The invention also provides a hybridoma cell strain which is named as hybridoma cell strain AtD2 and is preserved in China Center for Type Culture Collection (CCTCC) in 2019, 10 and 17 months, wherein the preservation numbers of Wuhan university in Wuhan City are as follows: CCTCC No: C2019228.

the invention has the following beneficial effects:

(1) the monoclonal antibody has strong specificity: the monoclonal antibody has strong reaction with Alternaria tenuissima antigens, does not react with Alternaria tenuissima, Fusarium oxysporum, Fusarium solani, Fusarium equiseti, Fusarium semitectum, Botrytis cinerea, Phoma stem rot fungus and phomopsis stolonifera antigens, and can be used for detecting Alternaria tenuissima and thunberg fritillary black spot caused by the Alternaria tenuissima.

(2) The detection sensitivity of the monoclonal antibody is high: the indirect ELISA detection result shows that the detection sensitivity of the monoclonal antibody to the antigen prepared by the alternaria tenuis hyphae and the spores is 12.21ng/mL (namely 1.221ng per well).

(3) The monoclonal antibody is IgM.

(4) The monoclonal antibody-bound target protein is single: the monoclonal antibody only binds to an antigen protein of about 43kDa of Alternaria tenuissima.
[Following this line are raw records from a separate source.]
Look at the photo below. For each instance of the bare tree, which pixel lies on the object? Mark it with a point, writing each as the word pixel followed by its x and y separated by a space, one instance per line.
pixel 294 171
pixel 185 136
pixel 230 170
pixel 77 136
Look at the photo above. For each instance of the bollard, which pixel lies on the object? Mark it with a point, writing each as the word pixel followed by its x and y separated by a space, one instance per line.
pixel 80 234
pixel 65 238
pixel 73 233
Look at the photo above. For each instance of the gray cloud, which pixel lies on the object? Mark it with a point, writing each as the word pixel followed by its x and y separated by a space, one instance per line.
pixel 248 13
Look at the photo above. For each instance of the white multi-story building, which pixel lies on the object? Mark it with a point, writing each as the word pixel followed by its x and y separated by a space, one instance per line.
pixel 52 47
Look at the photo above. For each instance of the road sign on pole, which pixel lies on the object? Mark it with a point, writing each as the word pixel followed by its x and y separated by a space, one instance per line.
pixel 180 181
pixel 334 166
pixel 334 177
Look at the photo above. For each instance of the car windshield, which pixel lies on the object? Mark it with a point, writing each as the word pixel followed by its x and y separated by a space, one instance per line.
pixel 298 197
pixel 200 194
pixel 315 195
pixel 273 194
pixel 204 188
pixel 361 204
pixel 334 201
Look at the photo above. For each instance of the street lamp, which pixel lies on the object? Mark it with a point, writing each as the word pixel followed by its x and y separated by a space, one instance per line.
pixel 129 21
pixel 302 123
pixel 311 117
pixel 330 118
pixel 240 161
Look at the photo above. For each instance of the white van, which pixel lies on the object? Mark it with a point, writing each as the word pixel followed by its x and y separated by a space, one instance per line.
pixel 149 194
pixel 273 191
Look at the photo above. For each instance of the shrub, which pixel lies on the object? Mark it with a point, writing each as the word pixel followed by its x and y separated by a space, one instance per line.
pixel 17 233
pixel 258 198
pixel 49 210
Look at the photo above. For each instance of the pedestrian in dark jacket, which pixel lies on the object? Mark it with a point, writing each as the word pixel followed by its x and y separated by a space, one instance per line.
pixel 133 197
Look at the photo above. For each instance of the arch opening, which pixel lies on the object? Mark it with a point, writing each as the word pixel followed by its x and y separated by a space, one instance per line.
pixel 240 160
(5) The detection sensitivity of the fritillaria thunbergii extracting solution on the monoclonal antibody is not influenced: the monoclonal antibody has no cross reaction to the thunberg fritillary bulb protein extracting solution; after the thunberg fritillary bulb protein extracting solution is added into the antigen prepared from the alternaria tenuissima hypha and the spores, the detection sensitivity of the monoclonal antibody is not influenced by the thunberg fritillary bulb extracting solution, the content of the thunberg fritillary bulb protein extracting solution is 12.21ng/mL (namely 1.221ng per hole), and the method has good development and application prospects.

Drawings

FIG. 1 Titer test of AtD 2;

FIG. 2 reaction of AtD2 with different fungal antigens;

FIG. 3 detection sensitivity assay of AtD 2;

FIG. 4 type and subclass identification of AtD 2;

FIG. 5 detection of AtD2 bound target protein;

FIG. 6 influence of the Bulbus Fritillariae Thunbergii extract on the detection sensitivity of AtD 2.

Detailed Description

The invention is further explained below with reference to the figures and the examples.